Der Bundesrat wollte bis anhin nichts von einer unabhängigen Prüfstelle wissen, obwohl dem Vernehmen nach Wirtschaftsminister Johann Schneider-Ammann dafür geworben hatte. Doch jetzt hat das Parlament das Heft in die Hand genommen und zwei entsprechende Motionen überwiesen. Gemäss dem Avenir-Suisse-Ökonomen Peter Buomberger ist ein standardisiertes Verfahren sogar eine zwingende Bedingung für die Lösung des Problems. «Ökonomische Fragen lassen sich erst beantworten, wenn man sich zuvor auf eine allgemein akzeptierte Berechnungsmethode geeinigt hat.»
«Regulierungsbremse»
Für den Gewerbeverband reicht das noch nicht: Schneider plädiert zusätzlich für eine «Regulierungsbremse», die für bestimmte Parlamentsentscheide ein qualifiziertes Mehr vorschreibt – zum Beispiel wenn durch die neue Vorschrift für mehr als 10'000 Firmen Mehrkosten entstehen oder wenn ein festgelegtes Kostendach überschritten wird.

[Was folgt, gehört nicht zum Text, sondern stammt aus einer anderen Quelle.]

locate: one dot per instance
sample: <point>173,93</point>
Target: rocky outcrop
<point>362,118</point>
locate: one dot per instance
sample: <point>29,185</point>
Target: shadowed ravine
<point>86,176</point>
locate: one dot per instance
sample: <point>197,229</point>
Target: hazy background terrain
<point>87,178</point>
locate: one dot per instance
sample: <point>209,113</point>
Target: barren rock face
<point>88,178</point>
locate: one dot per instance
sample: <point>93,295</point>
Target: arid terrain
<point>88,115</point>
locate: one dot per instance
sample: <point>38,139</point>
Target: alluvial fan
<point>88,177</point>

Bis eine griffige Formel steht oder eine unabhängige Prüfstelle installiert wird, will Noser mit dem bestehenden Instrumentarium arbeiten. «Wenn wir jedes Jahr drei, vier Gesetze streichen, dann haben wir mehr erreicht als in den letzten paar Legislaturen.» Erster Prüfstein: der obligatorische Hundekurs.